Week 1b - Operational Concept Document (OCD)

Projects and Operational Concept Documents

Synopsis:

This lecture focuses on the Projects you will implement, especially the first. That requires you to write an Operational Concept Document (OCD) for the first project.

Lecture Content:

  1. Projects:

    What projects are required? All code will be developed using C# and the .Net Framework Class Library with the latest version of Visual Studio.

    How will your submissions be evaluated? OCD grade sheet, Code grade sheet Grading Policy

  2. So, what is an OCD?

    The goal of an OCD is to disclose your concept for a project you will be constructing.
    • That may be targeted to the stakeholders from whom you seek funding.
    • It may be intended for the development team to give them a quick-start.
    • Most important, it helps you to make critical decisions about the structure and features of your product, before you write any code, other than early prototypes.

    An OCD poses and disposes of three questions:
    • What are the uses for this project, who are the users, and what are its benefits?
    • What are the projects parts, e.g., processes, packages, important data structures?
    • Are there any critical issues we must deal with during construction?
  3. Package Structure:

  4. O.K., Now What?

  5. Software Architecture:

    Software Architecture and the Operational Concept Document (OCD)
    Operational Concept Document (OCD) Survival Guide

    Project Center Use Cases
    This presentation was developed for a Software Studio project. It gives you a good idea of the kind of analyses you need for an OCD.

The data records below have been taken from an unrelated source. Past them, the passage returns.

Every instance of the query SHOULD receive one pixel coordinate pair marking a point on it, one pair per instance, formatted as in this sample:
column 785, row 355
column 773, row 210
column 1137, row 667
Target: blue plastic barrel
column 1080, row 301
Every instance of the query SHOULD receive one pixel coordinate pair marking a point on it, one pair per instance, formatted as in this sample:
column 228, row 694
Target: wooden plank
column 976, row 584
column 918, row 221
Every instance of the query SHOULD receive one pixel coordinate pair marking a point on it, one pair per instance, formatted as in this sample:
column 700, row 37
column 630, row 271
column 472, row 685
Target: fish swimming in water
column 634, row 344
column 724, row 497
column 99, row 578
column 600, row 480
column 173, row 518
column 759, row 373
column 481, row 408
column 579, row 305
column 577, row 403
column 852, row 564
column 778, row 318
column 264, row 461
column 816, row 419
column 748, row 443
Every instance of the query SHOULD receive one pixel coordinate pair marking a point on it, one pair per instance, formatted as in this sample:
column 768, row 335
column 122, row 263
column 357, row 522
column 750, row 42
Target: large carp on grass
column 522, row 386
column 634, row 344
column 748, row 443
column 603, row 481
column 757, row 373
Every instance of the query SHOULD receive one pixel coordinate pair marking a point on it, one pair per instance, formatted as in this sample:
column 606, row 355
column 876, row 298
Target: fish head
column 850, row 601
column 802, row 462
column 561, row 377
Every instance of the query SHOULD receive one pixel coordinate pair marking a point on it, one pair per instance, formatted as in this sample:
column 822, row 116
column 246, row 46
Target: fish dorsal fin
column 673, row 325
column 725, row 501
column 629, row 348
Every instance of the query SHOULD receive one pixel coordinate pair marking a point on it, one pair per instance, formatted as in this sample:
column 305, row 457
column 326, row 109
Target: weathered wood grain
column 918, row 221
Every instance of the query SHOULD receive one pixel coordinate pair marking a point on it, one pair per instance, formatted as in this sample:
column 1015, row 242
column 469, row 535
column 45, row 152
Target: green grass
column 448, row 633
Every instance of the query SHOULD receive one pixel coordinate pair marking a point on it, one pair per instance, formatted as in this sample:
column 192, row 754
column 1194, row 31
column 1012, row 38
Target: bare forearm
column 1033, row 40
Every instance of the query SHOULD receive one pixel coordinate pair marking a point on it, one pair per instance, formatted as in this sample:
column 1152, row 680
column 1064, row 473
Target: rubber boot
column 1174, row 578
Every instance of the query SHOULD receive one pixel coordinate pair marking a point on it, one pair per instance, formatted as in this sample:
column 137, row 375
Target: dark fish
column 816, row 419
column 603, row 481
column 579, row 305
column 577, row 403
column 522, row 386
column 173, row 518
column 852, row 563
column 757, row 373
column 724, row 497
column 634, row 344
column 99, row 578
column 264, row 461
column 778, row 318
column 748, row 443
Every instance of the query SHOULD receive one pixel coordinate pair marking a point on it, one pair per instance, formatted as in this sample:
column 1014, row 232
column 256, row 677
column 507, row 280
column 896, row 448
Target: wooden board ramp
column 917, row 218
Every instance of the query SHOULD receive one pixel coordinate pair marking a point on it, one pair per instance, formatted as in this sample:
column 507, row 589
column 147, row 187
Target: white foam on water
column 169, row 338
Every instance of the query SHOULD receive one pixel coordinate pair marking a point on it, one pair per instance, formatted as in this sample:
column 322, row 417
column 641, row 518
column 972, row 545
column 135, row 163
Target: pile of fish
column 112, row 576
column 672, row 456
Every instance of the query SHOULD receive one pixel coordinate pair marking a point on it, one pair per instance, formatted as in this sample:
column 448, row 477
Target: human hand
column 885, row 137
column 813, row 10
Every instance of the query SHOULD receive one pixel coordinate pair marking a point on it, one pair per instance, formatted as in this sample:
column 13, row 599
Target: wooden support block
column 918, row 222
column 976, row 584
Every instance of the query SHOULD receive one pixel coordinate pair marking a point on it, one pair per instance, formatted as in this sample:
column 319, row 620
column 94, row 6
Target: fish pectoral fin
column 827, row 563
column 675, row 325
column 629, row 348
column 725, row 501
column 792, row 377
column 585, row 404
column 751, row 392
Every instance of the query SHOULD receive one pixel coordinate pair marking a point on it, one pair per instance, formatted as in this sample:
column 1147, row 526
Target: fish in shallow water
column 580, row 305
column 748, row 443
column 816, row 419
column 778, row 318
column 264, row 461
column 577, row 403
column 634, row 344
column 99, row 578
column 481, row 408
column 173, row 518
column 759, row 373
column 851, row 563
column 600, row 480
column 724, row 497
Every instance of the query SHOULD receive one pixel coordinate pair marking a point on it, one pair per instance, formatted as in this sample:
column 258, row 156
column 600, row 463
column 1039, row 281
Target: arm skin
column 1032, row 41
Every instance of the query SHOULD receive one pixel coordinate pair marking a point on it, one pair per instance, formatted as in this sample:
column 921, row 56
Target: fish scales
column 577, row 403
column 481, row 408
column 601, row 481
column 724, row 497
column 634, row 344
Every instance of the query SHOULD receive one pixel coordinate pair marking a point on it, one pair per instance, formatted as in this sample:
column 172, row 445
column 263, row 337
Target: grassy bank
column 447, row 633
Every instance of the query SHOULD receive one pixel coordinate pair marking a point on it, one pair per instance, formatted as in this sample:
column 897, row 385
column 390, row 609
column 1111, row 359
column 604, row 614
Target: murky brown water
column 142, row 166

    UML Notation, UML - uml-diagrams.org, UML - Embarcadero.com
    The Universal Modeling Language is used to describe software with means other than code. You will use these diagramming techniques in your OCD.

    Sample UML Diagrams:

    • Package Diagram
      A package in C# is a single file with comments containing a prologue, description of the package operations, and maintenance history. It continues with class definitions and ends with a test stub. A package diagram displays a project's packages and their calling relationships.
    • Activity Diagram
      An activity diagram describes the flow of program activities, places where activity waits for events, and may show possible concurrencies.
    • Simple Class Diagram
      A simple class diagram shows the classes and relationships in some package or set of packages, without showing any detail, other than the class name.
    • Detailed Class Diagram
      A detailed class diagram adds details about some or all of the methods and some or all of each class's member data.
    • Class Relationships
      This diagram illustrates the four class relationships: inheritance, composition, aggregation, and using.
    • Object Relationships
      This diagram shows how composite objects are logically structured, and the resulting layouts in memory.
    • Structure Chart
      A structure chart shows calling relationships between functions, with the caller shown above the callee.
    • State Diagram
      State diagrams are used to show states and their transitions.
    • Data Flow Diagram
      Data flow diagrams are really miss-named. They show information flow between processing segments in a program. They represent the same kinds of processing flow as activity diagrams, but they emphasize the information that flows between logical processing blocks.
    • Ad Hoc Diagrams
      Sometimes we need to show information for which there is no standard diagram. We do that with Ad-Hoc diagrams like this sample.